About 20 percent of Americans use laxatives. A new study conducted at the Fred Hutchinson Cancer Research Center suggests that they type of laxative that you use may be a factor in your chances of getting colon cancer. Their research suggests that fiver-based laxatives are associated with a lower risk of colorectal cancer. Non-fiber laxatives are associated with a high risk of colon cancer.
Non-fiber laxatives are the most commonly used laxatives in the United States and work by making the colon contract. Fiber-based laxatives increase the water content and bulk of the stool in order to move it through the colon.

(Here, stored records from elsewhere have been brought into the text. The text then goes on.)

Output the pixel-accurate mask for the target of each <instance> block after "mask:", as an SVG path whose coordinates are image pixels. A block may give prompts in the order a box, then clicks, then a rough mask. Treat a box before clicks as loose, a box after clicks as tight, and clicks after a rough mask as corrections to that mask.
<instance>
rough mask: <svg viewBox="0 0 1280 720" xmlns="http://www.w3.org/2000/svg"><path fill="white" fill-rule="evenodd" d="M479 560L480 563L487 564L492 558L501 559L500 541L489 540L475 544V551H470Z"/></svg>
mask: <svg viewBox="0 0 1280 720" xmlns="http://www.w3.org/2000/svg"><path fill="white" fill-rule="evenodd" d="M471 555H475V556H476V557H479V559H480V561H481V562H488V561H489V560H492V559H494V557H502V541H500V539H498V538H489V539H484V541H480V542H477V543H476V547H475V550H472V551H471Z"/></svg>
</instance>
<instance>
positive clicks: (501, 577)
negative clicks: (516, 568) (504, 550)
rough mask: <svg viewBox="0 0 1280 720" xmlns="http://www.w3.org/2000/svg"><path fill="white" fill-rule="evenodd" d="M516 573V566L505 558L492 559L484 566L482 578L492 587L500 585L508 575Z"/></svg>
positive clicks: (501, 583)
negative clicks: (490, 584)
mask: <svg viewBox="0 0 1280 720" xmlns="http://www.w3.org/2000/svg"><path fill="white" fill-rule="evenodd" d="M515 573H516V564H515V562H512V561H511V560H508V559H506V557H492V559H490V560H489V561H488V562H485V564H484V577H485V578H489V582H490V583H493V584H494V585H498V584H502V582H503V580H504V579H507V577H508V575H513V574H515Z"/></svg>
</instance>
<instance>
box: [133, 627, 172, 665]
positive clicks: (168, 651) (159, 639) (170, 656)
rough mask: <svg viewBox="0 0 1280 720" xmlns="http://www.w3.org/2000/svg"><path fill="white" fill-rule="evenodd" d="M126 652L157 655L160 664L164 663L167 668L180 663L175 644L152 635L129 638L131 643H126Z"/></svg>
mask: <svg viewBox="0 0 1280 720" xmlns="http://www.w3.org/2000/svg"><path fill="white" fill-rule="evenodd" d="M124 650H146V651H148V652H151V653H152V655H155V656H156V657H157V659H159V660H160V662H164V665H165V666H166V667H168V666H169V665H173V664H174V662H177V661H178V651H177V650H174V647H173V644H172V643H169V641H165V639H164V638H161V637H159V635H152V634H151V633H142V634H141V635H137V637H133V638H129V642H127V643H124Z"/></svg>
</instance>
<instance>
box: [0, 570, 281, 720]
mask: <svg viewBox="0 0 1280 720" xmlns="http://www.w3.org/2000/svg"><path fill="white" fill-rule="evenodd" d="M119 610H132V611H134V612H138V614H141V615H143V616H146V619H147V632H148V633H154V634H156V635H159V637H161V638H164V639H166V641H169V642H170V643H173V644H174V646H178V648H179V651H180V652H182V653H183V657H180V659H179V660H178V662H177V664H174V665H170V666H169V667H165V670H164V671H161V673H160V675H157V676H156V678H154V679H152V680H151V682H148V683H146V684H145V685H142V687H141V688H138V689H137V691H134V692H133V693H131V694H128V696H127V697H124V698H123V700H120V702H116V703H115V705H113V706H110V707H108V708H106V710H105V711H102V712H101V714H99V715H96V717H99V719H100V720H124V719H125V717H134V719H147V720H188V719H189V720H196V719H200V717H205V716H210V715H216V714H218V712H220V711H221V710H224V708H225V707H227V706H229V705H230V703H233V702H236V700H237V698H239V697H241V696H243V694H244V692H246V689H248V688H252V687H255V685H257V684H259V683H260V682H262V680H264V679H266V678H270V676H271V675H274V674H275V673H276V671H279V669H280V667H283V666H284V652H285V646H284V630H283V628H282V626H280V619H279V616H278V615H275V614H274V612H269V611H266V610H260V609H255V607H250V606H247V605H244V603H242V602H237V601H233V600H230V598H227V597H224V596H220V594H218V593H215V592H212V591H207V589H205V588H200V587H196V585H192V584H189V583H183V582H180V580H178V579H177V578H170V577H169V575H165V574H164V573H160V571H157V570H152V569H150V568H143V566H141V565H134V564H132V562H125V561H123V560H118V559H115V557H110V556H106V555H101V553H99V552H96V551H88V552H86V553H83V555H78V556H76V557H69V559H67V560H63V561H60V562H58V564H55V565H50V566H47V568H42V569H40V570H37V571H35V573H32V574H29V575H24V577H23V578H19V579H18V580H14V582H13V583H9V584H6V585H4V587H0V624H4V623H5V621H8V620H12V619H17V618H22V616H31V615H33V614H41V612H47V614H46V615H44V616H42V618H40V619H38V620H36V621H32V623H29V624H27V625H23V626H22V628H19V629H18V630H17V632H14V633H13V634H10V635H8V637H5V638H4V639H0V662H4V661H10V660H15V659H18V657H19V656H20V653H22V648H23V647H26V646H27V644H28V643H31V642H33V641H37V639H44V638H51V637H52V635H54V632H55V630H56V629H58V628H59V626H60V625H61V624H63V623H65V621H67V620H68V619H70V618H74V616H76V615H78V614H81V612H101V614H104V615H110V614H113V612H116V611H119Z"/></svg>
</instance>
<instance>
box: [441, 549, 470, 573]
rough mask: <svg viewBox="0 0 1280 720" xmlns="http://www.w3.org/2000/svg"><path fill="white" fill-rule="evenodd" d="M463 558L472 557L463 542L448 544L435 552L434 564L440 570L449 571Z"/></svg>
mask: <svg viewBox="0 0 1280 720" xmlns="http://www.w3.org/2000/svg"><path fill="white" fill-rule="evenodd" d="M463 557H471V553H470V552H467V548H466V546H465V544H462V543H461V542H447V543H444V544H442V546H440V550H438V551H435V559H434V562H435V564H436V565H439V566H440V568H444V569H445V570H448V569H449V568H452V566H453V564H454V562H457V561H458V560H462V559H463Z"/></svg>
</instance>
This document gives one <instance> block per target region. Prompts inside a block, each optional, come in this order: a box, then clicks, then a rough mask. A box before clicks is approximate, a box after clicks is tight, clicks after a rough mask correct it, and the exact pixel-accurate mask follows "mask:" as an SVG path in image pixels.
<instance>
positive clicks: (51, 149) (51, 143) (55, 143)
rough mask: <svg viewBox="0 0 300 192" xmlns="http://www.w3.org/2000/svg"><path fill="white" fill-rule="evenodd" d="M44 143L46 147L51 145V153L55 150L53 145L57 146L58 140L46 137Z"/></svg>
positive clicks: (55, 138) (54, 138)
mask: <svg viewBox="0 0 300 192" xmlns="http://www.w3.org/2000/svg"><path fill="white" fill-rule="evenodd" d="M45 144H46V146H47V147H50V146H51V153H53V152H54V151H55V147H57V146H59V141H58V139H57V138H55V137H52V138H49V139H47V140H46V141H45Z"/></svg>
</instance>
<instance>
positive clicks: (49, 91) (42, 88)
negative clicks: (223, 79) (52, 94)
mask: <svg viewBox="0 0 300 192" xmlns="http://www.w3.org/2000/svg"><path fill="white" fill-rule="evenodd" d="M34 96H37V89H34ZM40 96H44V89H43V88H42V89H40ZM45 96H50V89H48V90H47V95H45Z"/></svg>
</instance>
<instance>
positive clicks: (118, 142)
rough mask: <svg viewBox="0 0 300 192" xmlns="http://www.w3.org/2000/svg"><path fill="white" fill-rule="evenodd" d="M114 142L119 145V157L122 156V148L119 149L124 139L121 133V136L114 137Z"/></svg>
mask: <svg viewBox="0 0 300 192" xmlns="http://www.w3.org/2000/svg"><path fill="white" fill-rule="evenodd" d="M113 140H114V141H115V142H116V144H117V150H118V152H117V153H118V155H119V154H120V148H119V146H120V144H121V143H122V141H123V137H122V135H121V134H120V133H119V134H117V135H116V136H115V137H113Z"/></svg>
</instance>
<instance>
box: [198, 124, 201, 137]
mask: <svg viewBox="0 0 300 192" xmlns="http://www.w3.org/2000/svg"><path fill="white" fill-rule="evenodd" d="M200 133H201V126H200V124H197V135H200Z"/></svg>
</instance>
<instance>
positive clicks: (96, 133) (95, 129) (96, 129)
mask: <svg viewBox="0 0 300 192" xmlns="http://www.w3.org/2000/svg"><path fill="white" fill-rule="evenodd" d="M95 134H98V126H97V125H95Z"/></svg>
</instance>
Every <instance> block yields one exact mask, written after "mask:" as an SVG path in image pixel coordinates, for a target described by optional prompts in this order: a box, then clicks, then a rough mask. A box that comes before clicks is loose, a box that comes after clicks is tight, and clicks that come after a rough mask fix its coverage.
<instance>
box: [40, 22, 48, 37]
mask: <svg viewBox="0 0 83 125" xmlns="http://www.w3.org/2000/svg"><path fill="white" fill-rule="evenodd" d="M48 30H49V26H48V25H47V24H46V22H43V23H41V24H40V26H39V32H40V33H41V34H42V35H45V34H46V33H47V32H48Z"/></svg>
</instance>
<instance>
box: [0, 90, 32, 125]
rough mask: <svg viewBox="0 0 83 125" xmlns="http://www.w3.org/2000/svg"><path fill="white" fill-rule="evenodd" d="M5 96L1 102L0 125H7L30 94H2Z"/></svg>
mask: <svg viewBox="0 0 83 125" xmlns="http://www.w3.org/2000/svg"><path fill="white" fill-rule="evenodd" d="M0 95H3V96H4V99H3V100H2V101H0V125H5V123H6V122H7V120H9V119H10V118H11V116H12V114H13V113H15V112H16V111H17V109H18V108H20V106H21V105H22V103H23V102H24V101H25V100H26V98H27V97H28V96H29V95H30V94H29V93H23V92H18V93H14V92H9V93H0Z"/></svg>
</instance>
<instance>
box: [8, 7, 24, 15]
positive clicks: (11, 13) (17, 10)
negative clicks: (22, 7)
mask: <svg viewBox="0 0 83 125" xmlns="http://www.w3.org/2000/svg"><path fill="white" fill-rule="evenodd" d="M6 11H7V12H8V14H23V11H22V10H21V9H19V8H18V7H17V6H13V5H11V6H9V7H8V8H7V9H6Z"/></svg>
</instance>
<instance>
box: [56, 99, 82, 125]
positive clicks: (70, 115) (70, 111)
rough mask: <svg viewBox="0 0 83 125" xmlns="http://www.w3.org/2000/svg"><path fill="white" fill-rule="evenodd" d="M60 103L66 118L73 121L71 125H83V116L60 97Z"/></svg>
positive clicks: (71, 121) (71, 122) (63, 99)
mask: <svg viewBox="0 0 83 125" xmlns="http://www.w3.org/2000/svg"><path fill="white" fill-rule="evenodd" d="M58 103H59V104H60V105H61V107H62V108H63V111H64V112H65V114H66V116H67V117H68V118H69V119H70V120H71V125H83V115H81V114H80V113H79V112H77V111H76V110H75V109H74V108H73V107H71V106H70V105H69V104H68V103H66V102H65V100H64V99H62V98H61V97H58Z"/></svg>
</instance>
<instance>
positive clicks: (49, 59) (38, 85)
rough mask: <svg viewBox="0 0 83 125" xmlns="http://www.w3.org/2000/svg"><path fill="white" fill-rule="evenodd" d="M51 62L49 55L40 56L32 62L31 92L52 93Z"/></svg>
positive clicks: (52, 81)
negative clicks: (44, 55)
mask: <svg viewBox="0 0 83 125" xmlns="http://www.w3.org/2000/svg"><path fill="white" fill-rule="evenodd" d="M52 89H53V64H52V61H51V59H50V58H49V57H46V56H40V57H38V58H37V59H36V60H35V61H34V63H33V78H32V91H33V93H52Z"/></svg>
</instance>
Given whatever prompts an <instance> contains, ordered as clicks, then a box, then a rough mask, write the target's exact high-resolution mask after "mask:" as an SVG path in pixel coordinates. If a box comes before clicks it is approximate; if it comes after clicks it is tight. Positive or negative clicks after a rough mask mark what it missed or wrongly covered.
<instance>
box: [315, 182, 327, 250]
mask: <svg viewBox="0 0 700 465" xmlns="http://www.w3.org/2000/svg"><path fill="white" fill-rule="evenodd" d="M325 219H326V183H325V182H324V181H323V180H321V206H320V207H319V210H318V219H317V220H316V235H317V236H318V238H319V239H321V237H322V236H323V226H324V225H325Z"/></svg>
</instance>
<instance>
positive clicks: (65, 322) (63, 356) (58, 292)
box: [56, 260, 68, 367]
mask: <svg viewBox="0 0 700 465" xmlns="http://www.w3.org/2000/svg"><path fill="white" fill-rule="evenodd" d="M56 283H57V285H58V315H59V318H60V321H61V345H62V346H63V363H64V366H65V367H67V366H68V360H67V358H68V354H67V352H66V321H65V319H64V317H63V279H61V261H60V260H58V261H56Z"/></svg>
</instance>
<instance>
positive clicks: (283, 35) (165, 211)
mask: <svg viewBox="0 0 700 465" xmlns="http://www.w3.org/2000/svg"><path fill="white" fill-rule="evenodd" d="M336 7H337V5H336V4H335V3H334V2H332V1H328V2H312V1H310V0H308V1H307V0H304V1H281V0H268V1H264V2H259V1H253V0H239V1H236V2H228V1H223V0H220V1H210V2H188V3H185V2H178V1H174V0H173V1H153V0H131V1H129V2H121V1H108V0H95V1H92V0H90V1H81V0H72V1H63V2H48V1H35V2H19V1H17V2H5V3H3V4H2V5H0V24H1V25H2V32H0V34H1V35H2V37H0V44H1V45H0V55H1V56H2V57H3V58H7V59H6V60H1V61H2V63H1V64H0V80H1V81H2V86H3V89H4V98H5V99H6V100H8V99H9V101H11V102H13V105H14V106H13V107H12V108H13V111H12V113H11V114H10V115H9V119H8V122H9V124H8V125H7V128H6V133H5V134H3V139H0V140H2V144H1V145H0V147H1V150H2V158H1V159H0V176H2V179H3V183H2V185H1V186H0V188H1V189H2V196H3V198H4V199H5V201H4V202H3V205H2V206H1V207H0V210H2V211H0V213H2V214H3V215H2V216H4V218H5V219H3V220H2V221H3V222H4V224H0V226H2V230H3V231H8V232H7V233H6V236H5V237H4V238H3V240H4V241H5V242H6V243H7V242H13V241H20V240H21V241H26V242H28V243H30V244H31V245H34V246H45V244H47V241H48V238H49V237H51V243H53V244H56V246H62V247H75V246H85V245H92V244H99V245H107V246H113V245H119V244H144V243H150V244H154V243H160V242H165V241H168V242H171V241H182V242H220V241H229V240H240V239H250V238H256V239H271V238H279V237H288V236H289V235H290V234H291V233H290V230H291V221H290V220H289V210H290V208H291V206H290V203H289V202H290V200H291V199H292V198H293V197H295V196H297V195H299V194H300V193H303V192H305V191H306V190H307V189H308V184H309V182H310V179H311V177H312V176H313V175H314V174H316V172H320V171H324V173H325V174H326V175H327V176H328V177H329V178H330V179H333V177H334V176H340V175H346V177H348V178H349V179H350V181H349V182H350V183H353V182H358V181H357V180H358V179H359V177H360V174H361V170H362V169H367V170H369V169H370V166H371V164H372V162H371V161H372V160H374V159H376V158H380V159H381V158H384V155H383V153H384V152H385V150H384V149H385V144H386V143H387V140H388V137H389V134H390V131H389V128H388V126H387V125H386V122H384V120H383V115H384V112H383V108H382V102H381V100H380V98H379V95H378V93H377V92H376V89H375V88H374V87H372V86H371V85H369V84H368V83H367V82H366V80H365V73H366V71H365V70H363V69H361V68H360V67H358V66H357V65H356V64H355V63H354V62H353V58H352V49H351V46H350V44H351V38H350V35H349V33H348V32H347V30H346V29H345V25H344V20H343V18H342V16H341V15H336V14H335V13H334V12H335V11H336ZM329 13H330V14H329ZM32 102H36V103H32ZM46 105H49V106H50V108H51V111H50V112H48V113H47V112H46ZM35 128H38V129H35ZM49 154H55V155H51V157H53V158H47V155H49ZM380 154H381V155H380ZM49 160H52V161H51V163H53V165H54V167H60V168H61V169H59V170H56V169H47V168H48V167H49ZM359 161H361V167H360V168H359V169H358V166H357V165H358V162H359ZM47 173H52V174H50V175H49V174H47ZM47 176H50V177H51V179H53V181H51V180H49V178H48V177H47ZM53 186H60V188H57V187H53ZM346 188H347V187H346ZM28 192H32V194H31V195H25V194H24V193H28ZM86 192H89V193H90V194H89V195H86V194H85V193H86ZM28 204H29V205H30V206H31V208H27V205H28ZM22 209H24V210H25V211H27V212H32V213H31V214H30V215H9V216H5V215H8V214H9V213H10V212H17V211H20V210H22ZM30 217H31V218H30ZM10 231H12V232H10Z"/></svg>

This study involved 75,000 adults who were between the ages of 50 and 76. The study found that those who used fiber-based laxatives at least four days per week for four years were 56 percent less likely to develop colorectal cancer when compared to those who did not use them. It also showed that people who used non-fiber laxatives five or more times a year had a 49 percent higher risk of developing colorectal cancer. The researchers note that they did not find a link between constipation or frequency of bowel movements and colon cancer risk.
The theory of the researchers is that fiber-based laxatives may have the same effect as dietary fiber and help reduce colon cancer risk in many ways, such as encouraging the production of healthy bacteria in the colon and reduce the levels of cancer-causing agents in the stool.
Researchers of the study stress that more research is needed. They study could only show the correlation of laxative types and colon cancer risk and could not prove cause-and-effect.